L'ARH a confié au GCS la mise en oeuvre d'un Dossier Médical Partagé à l'échelle de la région structurant les échanges d'informations entre Centres Hospitaliers, médecine ambulatoire et Dossier Médical Personnel national. Ce projet accompagne également, la création d'un annuaire régional des professionnels de santé, la gestion individuelle des transfusions, la gestion des urgences...
Gestion des identités
L'identification des patients est le pivot de tous ces systèmes, avec :
- la détermination des identités (sachant que le NIR (numéro de sécurité sociale) ne peut pas être utilisé (voir la fiche sur le DMP).

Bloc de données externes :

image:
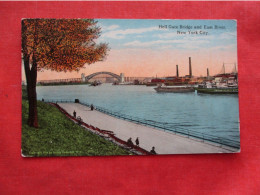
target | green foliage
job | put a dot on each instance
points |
(58, 136)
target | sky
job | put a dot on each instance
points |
(149, 48)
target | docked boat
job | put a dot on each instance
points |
(217, 89)
(175, 89)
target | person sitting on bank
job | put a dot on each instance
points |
(153, 150)
(137, 141)
(129, 141)
(79, 120)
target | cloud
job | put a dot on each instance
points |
(225, 47)
(120, 34)
(174, 43)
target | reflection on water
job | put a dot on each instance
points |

- le rapprochement des identités. Pas si simple, si l'on considère que chaque établissement avait déjà adopté des systèmes d'identification de ses propres patients et également qu'il n'est pas toujours simple de déterminer immédiatement l'identité du patient (patient admis en urgence ou en état de confusion mentale, patient étranger...).
La complexité de gestion des identités est d’autant plus importante que des systèmes comme la transfusion du sang dont la connaissance du patient doit être de 100 % doivent cohabiter et discuter avec des services des urgences où la priorité absolue est l’urgence vitale.
Dans ce deuxième cas les médecins prennent parfois le patient en charge sans vraiment le connaître, ce n’est qu’ensuite que l’on pourra véritablement l’identifier.
L’"identito-vigilance" est un des axes de travail que la région va devoir prioritairement mieux structurer afin d’établir des référentiels pour tous les acteurs de la santé. Une association avec de nombreux acteurs professionnels de la santé et industriels va être créée courant novembre et rassemblera plus largement des acteurs dans toute la France et sans doute au-delà pour trouver des solutions à cette complexité.
Le système doit intégrer toutes les recommandations internationales pour les données médicales (IHE XDS et PIX...). Il se base sur un certain nombre de traits identifiants : nom, prénom, ville...
Solutions adoptées
Dans le cadre de la mise en œuvre d’une plate-forme régionale des Systèmes d’Information, le GCS Emosist Fc a confié à SQLI la réalisation de plusieurs projets, dont le SIP (Serveur d’Identité Patient). L’enjeu majeur du SIP est de permettre les échanges entre les différents acteurs de la Santé pour renforcer la qualité de prise en charge du patient et donc l’efficacité du dispositif de santé (qualité des soins, traçabilité, planification, rationalisation des coûts…).
SQLI a réalisé un Serveur d’Identité Patient, permettant le rapprochement des identités patient avec d’autres domaines et susceptible d’être intégré au SI d’un établissement partenaire. L’interopérabilité avec l’ensemble des applicatifs s’appuie sur des flux XML, des composants EJB, avec un fonctionnement de type Web Services SOAP, abonnement, connecteur HL7.
Il est sécurisé sur deux niveaux :
- identification des professionnels de santé par carte CPS
- cryptage SSL.
Le GCS EMOSIST vient de choisir dbMotion, qui gère déjà 5 millions de DMP en Israël, pour mettre en œuvre sa solution. Celle-ci permet de créer un Dossier Patient Virtuel à partir des sources hétérogènes d’informations médicales existantes, telles que les systèmes de dossier patient électronique, les systèmes de gestions de laboratoires et centres d’imagerie, les systèmes hospitaliers, administratifs ou autres.
DbMotion en partenariat avec IBM et ses solutions de connectivité WebSphere ESB vont intégrer ce composant technologique sur la plate-forme de SQLI qui développe le Dossier Médical Partagé Franc-Comtois.
Cas pratique
Hervé Barge est chargé de mission Système d'information télémédecine à l'ARH (Agence Régionale de l'Hospitalisation) de Franche-Comté.
L'ARH est l'autorité de tutelle qui oriente la politique de santé au niveau régional.
L'ARH de Franche-Comté englobe les territoires ruraux et de moyenne montagne du Doubs, du Jura, de la Haute-Saône et du Territoire de Belfort. On y trouve une cinquantaine de centres de santé, dont les deux principaux sont l’hôpital de Belfort-Montbéliard et le CHU de Besançon.